If a business uses unfair terms, consumers can challenge these through the courts and the Competition and Markets Authority and Trading Standards can also commence court proceedings against the business to stop their use.
Remedies Under the Consumer Rights Act 2015
The Act sets out the statutory remedies available to a buyer when there has been a breach of the buyer’s statutory rights.
Remedies for Defective Goods
Within 30 days of the contract being completed and the goods being delivered, a buyer has an automatic right to:
- reject the goods for a full refund
- elect to ask the seller to repair or replace the goods (for which the 30 day period will be paused whilst the repair takes place or the replacement is provided)
Following expiry of the 30-day period, the automatic right is lost and the buyer must first allow the seller to repair or replace the goods. Thereafter, if the repair or replacement is also defective, the buyer can reject the goods or keep them and ask for a price reduction. Repairing or replacing the goods must be done within a reasonable period of time without significant inconvenience to the buyer and any costs must be paid for by the seller. If the cost of repair is disproportionate to the cost of a refund, the seller can choose to provide the latter.
When exercising their right to reject the goods within the first 30 days, the buyer must be able to prove that any alleged fault or defect was present at the time of their delivery.
If the 30 days has expired and either:
- an attempted repair has failed; or
- the goods cannot be repaired or replaced within a reasonable period of time or without significant inconvenience to the buyer;
the buyer has a right to ask for a price reduction and this can amount to a full refund. At this stage, if the buyer would prefer to reject the goods, they can return them to the seller and will be entitled to a partial or full refund, depending on how much use they have had of the goods.
After expiry of the initial 30-day period, the court will automatically assume that the alleged fault was present at the time of delivery and the evidential burden to prove otherwise, will fall upon the seller.
Following expiry of a 6-month period from completion of the contract and delivery of the goods, this automatic assumption falls away and the court will expect the buyer to prove that the fault was present at the time of delivery.
Remedies for Insufficient Quality of Services
If services are supplied, but not within a reasonable time, at a reasonable charge or to a reasonable standard, depending on the problems faced, a buyer has the right to:
- have the services repeated (if possible) at the cost of the seller and without any significant inconvenience; or
- Receive a price reduction.
Scope of the Act
The Act only applies to business-to-consumer contracts entered from 1 October 2015.

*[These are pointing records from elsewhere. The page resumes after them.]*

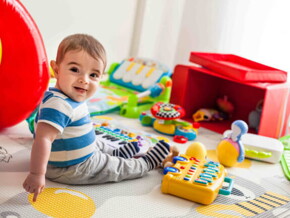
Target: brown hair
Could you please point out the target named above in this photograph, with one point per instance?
(82, 42)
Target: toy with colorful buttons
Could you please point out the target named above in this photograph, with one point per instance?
(164, 118)
(230, 150)
(116, 136)
(195, 179)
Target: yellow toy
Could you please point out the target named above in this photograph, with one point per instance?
(231, 149)
(195, 179)
(196, 150)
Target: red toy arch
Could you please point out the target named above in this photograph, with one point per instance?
(24, 72)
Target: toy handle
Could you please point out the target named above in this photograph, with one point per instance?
(229, 190)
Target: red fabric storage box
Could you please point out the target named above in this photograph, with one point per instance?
(238, 68)
(195, 88)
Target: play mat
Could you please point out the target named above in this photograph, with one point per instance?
(259, 190)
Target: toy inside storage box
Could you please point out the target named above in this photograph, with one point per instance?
(196, 87)
(238, 68)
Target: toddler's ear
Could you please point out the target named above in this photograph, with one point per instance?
(54, 68)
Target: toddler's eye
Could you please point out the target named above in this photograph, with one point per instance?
(74, 69)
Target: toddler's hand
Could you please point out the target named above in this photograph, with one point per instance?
(34, 183)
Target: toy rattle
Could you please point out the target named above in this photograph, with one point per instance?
(231, 149)
(164, 118)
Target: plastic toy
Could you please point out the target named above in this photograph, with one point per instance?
(285, 159)
(164, 118)
(116, 135)
(24, 66)
(231, 149)
(255, 116)
(195, 179)
(261, 148)
(133, 86)
(224, 111)
(197, 150)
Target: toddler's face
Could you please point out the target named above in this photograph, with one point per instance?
(78, 75)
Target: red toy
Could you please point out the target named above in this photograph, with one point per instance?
(24, 72)
(196, 87)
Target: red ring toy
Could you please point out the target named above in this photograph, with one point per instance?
(180, 139)
(24, 72)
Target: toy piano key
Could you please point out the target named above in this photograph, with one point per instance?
(131, 73)
(140, 77)
(150, 79)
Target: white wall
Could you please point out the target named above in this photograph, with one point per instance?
(168, 30)
(255, 29)
(110, 21)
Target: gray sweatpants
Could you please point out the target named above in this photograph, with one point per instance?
(101, 167)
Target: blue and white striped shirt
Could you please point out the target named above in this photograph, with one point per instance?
(76, 139)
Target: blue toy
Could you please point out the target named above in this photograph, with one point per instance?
(133, 86)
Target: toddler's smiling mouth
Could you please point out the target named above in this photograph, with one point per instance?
(81, 90)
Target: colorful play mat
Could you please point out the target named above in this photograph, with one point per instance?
(259, 190)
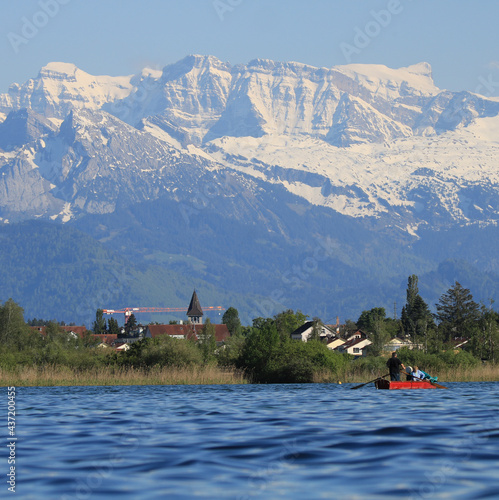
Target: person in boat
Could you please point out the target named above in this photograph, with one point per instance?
(427, 376)
(417, 374)
(394, 365)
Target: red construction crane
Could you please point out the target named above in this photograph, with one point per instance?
(128, 311)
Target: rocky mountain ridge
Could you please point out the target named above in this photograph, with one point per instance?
(238, 174)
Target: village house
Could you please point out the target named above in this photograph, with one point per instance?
(355, 346)
(304, 331)
(190, 330)
(398, 343)
(186, 331)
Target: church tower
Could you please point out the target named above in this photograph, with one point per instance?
(195, 313)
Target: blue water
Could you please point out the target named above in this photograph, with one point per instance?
(261, 442)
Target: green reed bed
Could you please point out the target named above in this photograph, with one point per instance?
(108, 375)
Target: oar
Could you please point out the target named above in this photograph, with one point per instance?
(437, 385)
(370, 382)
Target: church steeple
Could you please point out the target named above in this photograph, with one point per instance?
(194, 312)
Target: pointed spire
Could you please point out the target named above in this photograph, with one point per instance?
(194, 312)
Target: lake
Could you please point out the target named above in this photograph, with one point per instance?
(256, 442)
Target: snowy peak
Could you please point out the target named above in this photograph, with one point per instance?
(23, 127)
(61, 87)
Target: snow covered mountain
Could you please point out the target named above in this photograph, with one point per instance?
(280, 148)
(363, 140)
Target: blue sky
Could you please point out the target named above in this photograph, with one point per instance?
(460, 39)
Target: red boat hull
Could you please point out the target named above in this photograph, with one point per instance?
(386, 384)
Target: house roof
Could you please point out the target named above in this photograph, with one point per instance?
(107, 338)
(303, 328)
(194, 306)
(187, 331)
(335, 343)
(309, 324)
(79, 330)
(354, 342)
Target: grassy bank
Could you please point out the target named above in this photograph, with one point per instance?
(109, 375)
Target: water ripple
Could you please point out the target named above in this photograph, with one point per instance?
(273, 441)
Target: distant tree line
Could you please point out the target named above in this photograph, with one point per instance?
(264, 351)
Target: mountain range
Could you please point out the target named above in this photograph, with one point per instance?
(266, 186)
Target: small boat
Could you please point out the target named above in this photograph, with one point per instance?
(386, 384)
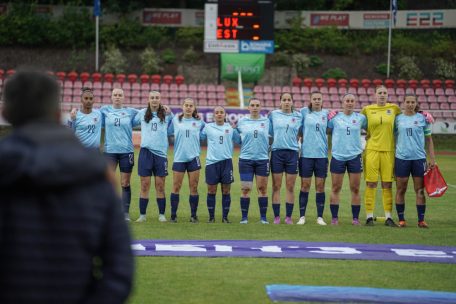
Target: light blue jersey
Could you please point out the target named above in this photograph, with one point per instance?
(410, 132)
(154, 134)
(346, 135)
(219, 142)
(284, 129)
(187, 136)
(118, 124)
(314, 141)
(87, 127)
(253, 136)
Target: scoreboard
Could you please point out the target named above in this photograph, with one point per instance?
(239, 26)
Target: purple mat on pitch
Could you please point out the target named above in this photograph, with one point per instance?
(295, 249)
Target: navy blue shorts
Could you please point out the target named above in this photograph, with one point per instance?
(220, 172)
(126, 161)
(311, 166)
(248, 168)
(403, 168)
(354, 165)
(190, 166)
(151, 164)
(284, 161)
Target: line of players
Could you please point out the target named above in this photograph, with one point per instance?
(285, 142)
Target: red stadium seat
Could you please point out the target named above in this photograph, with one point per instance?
(192, 88)
(401, 83)
(449, 84)
(267, 89)
(413, 83)
(84, 76)
(441, 99)
(183, 88)
(307, 82)
(96, 77)
(449, 92)
(400, 91)
(419, 91)
(155, 78)
(132, 78)
(296, 82)
(60, 75)
(425, 83)
(389, 83)
(436, 83)
(439, 92)
(121, 78)
(168, 79)
(354, 83)
(144, 78)
(319, 82)
(331, 82)
(107, 85)
(366, 83)
(377, 82)
(342, 82)
(179, 79)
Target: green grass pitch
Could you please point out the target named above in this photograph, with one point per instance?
(243, 280)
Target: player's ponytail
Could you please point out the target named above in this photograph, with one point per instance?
(161, 113)
(148, 114)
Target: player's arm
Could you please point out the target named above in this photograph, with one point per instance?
(430, 145)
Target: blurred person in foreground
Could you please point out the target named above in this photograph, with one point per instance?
(63, 238)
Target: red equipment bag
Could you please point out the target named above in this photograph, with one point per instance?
(434, 182)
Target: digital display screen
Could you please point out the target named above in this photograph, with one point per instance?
(245, 20)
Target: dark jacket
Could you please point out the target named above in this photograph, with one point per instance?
(63, 237)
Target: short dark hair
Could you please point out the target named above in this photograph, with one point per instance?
(31, 95)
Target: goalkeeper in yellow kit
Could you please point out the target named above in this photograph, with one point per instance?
(379, 154)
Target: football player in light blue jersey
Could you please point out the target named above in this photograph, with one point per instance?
(86, 122)
(252, 133)
(314, 156)
(152, 159)
(285, 126)
(186, 129)
(412, 131)
(346, 129)
(118, 122)
(219, 162)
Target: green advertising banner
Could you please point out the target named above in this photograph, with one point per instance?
(250, 65)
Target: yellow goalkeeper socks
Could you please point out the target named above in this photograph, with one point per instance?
(387, 197)
(369, 200)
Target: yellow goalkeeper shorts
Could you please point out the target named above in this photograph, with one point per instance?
(378, 163)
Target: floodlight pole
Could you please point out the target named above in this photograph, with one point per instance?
(389, 40)
(97, 47)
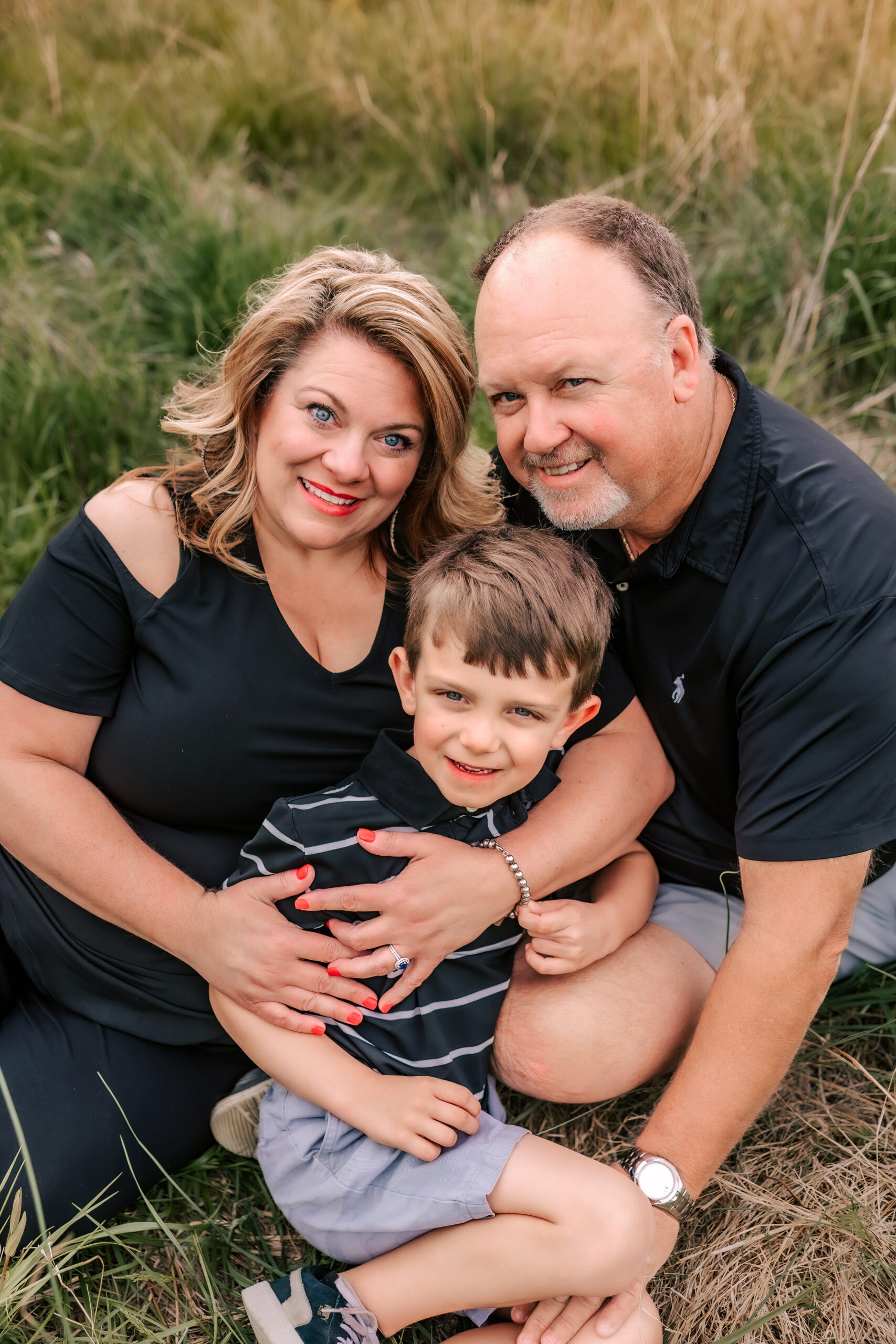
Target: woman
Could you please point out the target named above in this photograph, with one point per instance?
(196, 643)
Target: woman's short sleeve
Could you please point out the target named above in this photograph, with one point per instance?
(66, 639)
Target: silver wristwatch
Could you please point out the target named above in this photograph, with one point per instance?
(659, 1180)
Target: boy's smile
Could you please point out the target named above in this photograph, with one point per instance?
(481, 736)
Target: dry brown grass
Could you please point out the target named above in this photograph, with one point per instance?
(794, 1241)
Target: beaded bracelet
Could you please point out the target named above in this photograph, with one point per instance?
(525, 896)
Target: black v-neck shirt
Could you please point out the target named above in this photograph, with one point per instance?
(212, 710)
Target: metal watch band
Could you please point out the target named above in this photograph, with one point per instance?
(679, 1202)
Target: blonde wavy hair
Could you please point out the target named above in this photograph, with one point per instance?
(366, 295)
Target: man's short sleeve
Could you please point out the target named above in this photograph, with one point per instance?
(818, 741)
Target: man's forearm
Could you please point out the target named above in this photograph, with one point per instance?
(766, 992)
(750, 1030)
(610, 786)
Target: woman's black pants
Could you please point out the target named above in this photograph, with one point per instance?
(57, 1065)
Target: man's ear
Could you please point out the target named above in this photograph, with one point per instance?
(404, 679)
(574, 721)
(684, 349)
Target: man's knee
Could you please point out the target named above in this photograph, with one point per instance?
(605, 1030)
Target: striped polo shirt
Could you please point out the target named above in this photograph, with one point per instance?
(444, 1028)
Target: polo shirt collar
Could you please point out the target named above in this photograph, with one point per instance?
(712, 531)
(404, 785)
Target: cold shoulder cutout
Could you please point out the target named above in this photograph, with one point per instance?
(212, 710)
(138, 519)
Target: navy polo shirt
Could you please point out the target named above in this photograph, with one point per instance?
(761, 639)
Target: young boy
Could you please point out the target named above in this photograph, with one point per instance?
(385, 1143)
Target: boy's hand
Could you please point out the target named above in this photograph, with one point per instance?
(566, 934)
(417, 1115)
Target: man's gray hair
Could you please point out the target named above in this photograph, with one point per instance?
(645, 244)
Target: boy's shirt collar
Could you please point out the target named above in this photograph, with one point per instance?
(404, 785)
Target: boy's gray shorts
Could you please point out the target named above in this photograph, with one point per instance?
(355, 1199)
(711, 922)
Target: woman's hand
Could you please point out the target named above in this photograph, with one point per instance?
(567, 934)
(445, 898)
(241, 944)
(421, 1116)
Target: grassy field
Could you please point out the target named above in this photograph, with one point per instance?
(159, 158)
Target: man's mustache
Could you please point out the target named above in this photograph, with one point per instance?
(581, 452)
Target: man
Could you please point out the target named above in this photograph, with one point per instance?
(754, 563)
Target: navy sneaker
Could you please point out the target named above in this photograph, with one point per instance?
(308, 1306)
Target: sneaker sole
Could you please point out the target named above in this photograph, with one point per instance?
(234, 1121)
(272, 1320)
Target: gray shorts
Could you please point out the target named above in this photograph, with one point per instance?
(355, 1199)
(711, 922)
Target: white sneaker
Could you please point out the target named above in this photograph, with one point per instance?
(234, 1121)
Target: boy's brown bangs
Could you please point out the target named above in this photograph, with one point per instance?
(518, 601)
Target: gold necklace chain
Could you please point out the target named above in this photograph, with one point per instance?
(733, 389)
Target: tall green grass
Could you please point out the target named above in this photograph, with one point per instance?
(157, 158)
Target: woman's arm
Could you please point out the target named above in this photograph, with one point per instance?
(417, 1115)
(68, 832)
(610, 786)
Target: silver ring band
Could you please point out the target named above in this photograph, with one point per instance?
(400, 963)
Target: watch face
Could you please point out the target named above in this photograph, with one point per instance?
(657, 1180)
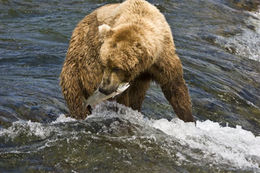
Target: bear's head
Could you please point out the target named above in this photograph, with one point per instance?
(125, 53)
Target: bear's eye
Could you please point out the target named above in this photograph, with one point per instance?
(116, 69)
(114, 45)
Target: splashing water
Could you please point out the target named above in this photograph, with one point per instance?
(207, 143)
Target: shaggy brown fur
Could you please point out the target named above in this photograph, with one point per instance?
(127, 42)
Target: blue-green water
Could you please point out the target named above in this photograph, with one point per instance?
(219, 45)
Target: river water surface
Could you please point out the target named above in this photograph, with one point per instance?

Business-to-consumer contracts entered prior to 1 October 2015, and business-to-business contracts, are governed by the Sale of Goods Act 1979 and the Supply of Goods and Services Act 1982. These both contain different provisions to the Act and it is important to obtain legal advice at an early stage to determine which regime applies and to adopt a strategy that minimises risk to the business.
The Act and COVID-19
On 7 May 2020, the UK Government published non-statutory guidance relating to the performance and enforcement of contracts impacted by the Covid-19 pandemic, which seeks to encourage parties to act fairly and responsibly to support the national response to COVID-19 and protect the economy.
However, it is clear from the document that it merely is just guidance, and has no direct legal implications, so there is no ‘watering down’ of contractual rights at this time.